Re: Implement QoS for CephFS

Songbo Wang <hack.coo@xxxxxxxxx> · Fri, 26 Jul 2019 16:40:02 +0800

Hi Gregory,

Appreciated for your reply. And comments inline.

Gregory Farnum <gfarnum@xxxxxxxxxx> 于2019年7月26日周五 上午3:01写道：
>
> On Wed, Jul 24, 2019 at 8:29 PM Songbo Wang <songbo1227@xxxxxxxxx> wrote:
> >
> > Hi guys,
> >
> > As a distributed filesystem, all clients of CephFS share the whole
> > cluster's resources, for example, IOPS, throughput. In some cases,
> > resources will be occupied by some clients.
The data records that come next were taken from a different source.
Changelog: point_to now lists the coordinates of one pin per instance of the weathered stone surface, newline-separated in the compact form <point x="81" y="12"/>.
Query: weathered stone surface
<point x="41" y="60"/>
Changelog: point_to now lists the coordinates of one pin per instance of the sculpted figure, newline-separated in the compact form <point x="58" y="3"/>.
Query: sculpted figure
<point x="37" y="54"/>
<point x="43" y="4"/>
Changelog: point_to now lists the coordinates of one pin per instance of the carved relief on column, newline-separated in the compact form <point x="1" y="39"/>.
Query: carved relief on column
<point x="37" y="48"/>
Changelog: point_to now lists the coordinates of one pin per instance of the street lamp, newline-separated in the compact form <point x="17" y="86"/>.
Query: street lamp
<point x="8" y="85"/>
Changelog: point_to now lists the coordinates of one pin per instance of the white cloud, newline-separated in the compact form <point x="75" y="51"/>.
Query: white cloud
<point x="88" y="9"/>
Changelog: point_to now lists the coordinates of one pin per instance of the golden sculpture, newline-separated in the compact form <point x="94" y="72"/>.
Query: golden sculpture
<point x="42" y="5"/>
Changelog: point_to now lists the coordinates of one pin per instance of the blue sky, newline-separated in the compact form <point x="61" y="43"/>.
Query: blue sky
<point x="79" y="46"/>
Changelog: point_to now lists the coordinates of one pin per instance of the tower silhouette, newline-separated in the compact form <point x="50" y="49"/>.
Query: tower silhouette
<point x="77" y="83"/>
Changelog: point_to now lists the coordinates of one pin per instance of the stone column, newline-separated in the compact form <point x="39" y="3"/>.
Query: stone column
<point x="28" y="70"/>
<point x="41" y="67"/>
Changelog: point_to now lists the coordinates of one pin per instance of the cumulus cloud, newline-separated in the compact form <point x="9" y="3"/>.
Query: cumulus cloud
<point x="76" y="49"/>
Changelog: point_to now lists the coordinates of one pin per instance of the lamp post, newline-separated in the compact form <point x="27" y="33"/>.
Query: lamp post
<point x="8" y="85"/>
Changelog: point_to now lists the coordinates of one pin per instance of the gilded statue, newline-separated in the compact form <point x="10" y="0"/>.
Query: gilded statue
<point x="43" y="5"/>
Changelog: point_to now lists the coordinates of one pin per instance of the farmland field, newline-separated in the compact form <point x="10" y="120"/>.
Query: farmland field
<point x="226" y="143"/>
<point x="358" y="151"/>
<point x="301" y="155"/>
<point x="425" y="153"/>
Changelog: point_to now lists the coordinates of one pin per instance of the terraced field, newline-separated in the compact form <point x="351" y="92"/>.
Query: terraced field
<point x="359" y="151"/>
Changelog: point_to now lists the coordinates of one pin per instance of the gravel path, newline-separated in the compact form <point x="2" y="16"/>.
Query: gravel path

So QoS for CephFS is
> > needed in most cases.
> >
> > Based on the token bucket algorithm, I implement QoS for CephFS.
> >
> > The basic idea is as follows:
> >
> >   1. Set QoS info as one of the dir's xattrs;
> >   2. All clients can access the same dirs with the same QoS setting.
> >   3. Similar to the Quota's config flow. when the MDS receives the QoS
> > setting, it'll also broadcast the message to all clients.
> >   4. We can change the limit online.
> >
> >
> > And we will config QoS as follows, it supports
> > {limit/burst}{iops/bps/read_iops/read_bps/write_iops/write_bps}
> > configure setting, some examples:
> >
> >       setfattr -n ceph.qos.limit.iops           -v 200 /mnt/cephfs/testdirs/
> >       setfattr -n ceph.qos.burst.read_bps -v 200 /mnt/cephfs/testdirs/
> >       getfattr -n ceph.qos.limit.iops                      /mnt/cephfs/testdirs/
> >       getfattr -n ceph.qos
> > /mnt/cephfs/testdirs/
> >
> >
> > But, there is also a big problem. For the bps{bps/write_bps/read_bps}
> > setting, if the bps is lower than the request's block size, the client
> > will be blocked until it gets enough token.
> >
> > Any suggestion will be appreciated, thanks!
> >
> > PR: https://github.com/ceph/ceph/pull/29266
>
> I briefly skimmed this and if I understand correctly, this lets you
> specify a per-client limit on hierarchies. But it doesn't try and
> limit total IO across a hierarchy, and it doesn't let you specify
> total per-client limits if they have multiple mount points.
>
> Given this, what's the point of maintaining the QoS data in the
> filesystem instead of just as information that's passed when the
> client mounts?

Sorry for my little description of my design in my previous email.
I have made two kinds of design, as follows:
1. all clients use the same QoS setting, just as the implementation in this PR.
Maybe there are multiple mount points, if we limit the total IO, the
number of total
mount points is also limited. So in my implementation, the total IO &
BPS is not limited.

2. all clients share a specific QoS setting. I think there are two
kinds of use cases in detail.
2.1 setting a total limit, all clients limited by the average:
total_limit/clients_num.
2.2 setting a total limit, the mds decide the client's limitation by
their historical IO&BPS.

I think both of these design all have their usage scenario.
So I need more suggestions about this feature.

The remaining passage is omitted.